Labour analysts believe the leadership battle within the ANC is feeding into its powerful alliance partner’s internal tensions as ANC factions seek to influence the outcome of the Cosatu congress.

It has already been billed a “Mini-Mangaung” – in reference to the ANC’s upcoming elective conference in December – and Vavi has described it as a “do-or-die” moment that would show whether the federation’s members were looking for a “lapdog or for critical voices”.

Vavi has been a vocal critic of the ANC leadership under President Jacob Zuma, but has himself been described by detractors as too “individualistic”.

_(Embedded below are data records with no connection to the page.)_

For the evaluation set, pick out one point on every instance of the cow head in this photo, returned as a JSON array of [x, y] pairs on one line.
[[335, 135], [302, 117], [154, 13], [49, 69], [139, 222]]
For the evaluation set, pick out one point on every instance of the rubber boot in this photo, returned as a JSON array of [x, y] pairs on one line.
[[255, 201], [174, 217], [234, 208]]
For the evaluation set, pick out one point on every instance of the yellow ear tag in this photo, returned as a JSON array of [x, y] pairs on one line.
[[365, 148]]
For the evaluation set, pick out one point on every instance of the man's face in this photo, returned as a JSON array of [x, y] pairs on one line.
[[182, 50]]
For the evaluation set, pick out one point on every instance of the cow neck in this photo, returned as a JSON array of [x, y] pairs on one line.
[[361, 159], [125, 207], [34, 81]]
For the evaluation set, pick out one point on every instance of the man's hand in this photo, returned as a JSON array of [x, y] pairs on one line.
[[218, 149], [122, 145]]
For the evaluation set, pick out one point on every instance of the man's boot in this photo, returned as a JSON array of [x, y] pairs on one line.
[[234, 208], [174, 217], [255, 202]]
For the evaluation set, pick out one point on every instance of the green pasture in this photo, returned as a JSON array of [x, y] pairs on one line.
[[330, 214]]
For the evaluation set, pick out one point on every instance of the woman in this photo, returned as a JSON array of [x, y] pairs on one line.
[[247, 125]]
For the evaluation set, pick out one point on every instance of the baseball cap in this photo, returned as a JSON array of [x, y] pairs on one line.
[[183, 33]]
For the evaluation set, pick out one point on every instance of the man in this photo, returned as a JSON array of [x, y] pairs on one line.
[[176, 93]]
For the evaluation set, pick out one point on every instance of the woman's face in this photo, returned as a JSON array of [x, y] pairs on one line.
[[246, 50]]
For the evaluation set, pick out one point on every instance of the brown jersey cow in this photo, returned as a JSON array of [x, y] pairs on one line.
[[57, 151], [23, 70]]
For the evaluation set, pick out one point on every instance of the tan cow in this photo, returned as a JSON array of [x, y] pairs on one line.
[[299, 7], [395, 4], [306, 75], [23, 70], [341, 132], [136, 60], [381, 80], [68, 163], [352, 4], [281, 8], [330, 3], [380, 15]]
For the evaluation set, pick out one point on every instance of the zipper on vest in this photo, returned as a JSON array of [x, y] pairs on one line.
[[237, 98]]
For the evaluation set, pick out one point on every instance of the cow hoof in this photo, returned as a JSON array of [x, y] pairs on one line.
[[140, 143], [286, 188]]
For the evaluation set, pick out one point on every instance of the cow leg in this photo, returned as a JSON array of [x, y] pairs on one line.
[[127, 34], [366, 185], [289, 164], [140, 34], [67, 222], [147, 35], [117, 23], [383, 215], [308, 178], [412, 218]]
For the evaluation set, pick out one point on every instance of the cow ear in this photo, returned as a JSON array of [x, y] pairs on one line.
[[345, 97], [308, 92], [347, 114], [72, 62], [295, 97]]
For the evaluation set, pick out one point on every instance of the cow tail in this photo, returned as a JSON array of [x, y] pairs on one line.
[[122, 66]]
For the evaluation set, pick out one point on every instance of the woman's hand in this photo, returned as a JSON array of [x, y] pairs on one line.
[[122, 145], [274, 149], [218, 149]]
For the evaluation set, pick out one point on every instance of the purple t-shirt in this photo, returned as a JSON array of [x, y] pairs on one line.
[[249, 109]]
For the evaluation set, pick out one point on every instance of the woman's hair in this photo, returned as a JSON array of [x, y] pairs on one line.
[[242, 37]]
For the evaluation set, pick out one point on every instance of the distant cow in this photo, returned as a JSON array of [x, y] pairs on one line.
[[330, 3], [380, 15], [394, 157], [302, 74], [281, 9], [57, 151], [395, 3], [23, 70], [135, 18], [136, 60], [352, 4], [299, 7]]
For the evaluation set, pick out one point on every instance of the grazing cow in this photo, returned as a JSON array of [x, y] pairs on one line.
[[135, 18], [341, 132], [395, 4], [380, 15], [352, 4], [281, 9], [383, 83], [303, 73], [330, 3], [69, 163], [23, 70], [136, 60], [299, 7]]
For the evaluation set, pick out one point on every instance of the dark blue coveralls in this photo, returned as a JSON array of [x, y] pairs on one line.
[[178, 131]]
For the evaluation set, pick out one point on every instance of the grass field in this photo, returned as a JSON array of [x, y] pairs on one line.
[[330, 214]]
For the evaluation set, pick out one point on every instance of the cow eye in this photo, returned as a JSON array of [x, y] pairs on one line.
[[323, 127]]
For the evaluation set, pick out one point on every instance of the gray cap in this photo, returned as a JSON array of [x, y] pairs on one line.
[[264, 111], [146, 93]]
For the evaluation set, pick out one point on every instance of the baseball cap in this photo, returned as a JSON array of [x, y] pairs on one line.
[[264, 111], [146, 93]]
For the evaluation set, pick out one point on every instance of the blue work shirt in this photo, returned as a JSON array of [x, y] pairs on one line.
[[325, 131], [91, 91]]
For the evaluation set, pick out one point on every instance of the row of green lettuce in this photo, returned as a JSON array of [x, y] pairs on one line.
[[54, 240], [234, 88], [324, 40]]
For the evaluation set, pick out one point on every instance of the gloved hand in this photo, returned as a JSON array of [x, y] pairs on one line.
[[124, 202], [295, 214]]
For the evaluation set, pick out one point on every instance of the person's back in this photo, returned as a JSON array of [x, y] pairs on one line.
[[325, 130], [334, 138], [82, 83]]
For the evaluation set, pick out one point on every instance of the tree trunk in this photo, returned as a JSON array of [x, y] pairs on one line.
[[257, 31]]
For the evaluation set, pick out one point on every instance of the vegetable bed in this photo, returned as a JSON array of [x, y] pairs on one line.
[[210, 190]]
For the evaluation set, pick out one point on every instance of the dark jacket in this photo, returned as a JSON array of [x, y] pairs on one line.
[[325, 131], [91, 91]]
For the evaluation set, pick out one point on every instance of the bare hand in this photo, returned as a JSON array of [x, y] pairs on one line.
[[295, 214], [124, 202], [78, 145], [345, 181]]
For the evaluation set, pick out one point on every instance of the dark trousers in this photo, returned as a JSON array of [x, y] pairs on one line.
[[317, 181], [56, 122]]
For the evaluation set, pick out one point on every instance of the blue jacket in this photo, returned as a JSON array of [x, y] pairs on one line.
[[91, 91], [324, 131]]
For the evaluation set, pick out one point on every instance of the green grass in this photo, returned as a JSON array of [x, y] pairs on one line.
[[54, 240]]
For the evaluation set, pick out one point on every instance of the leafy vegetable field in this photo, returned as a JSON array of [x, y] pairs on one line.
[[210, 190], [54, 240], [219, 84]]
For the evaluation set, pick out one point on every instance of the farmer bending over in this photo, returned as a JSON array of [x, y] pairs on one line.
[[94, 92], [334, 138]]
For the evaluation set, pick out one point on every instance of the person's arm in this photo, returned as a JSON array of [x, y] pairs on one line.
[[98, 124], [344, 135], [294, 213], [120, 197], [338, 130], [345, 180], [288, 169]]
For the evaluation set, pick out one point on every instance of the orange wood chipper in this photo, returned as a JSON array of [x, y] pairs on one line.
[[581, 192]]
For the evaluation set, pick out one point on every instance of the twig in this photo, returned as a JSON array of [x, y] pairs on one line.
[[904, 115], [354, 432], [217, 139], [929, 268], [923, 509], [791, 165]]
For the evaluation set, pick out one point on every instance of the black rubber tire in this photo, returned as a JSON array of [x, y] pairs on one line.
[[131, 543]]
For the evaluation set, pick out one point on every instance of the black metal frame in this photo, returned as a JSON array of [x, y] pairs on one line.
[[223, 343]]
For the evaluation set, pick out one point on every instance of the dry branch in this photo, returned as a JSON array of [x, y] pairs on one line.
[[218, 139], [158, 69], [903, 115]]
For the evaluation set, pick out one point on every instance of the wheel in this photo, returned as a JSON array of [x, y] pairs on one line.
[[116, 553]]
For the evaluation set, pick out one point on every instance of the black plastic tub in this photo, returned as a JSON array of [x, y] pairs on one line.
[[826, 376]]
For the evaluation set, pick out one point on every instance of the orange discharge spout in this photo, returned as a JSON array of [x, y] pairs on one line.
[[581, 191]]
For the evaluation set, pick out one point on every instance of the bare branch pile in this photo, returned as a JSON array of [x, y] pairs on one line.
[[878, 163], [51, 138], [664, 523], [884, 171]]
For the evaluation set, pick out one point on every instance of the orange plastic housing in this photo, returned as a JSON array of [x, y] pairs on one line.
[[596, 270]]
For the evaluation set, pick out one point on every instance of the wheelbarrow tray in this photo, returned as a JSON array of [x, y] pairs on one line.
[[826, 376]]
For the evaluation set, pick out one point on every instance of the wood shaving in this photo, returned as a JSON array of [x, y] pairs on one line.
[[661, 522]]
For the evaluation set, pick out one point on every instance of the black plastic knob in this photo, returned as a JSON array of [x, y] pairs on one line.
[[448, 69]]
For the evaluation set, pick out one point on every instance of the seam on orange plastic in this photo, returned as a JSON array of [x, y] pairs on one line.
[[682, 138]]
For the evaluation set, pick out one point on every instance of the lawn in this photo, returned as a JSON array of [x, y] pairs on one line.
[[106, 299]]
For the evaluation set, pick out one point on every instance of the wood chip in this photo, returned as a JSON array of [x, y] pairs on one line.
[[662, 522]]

This has split the federation, with its president, S’dumo Dlamini, and the NUM defending Zuma and supporting his re-election campaign.

Cosatu’s KwaZulu-Natal secretary, Zet Luzipo, has been tipped as a possible challenger to Vavi, a claim the federation has dismissed.

The popular Vavi, who has been at the helm of the federation for more than a decade, had angered some of the bigger affiliates and they were “going for him and want him out”, said veteran labour analyst Terry Bell. “Vavi is not toeing the party line and is too much of a maverick,” said Bell.

The three unions will have the most delegates at the conference and Bell said there was a real sense of “trepidation” and there could be a “minor bloodbath”.

But Vavi’s most vocal supporter, the National Union of Metalworkers of SA (Numsa), believes he is the “right man for the job” and must return to lead the federation.

Numsa’s Irvin Jim said it would use its power to “influence” other affiliates to do the same and ensure Vavi kept his job. “We treasure Vavi’s contribution and want him to continue,” said Jim.

Numsa believed Vavi had been consistent in taking up worker issues like e-tolling.

The NUM’s Lesiba Seshoka has dismissed talk that it was leading the call for Vavi’s removal and said it was “pure speculation”.

He said the NUM had never spearheaded any campaign against Vavi because he was anti-Zuma.

“We are not carrying the torch of being pro-Zuma and have never taken any resolution to fight Vavi at conference.”

A Cosatu provincial secretary said “some leaders are edgy” about the leadership issue, but that Vavi was way too popular among its rank-and-file and affiliates to be removed.

Wits’ Professor Eddie Webster, also director of the Chris Hani Institute, said there was a lot of “division” in Cosatu which had become more “pronounced”, especially since 2007 when Vavi openly supported Zuma’s campaign for the ANC presidency.

He believes this “set the tone” for the federation and its support in the ANC’s election battles.

“This should be a worry for everyone, because it is distracting Cosatu from doing its job, which is to organise labour,” said Webster.

The Marikana incident had brought the tensions to the surface and there was disconnection between workers and shop stewards, said Webster. He said the conference should be a moment for Cosatu to get back to basics and focus on real issues confronting workers.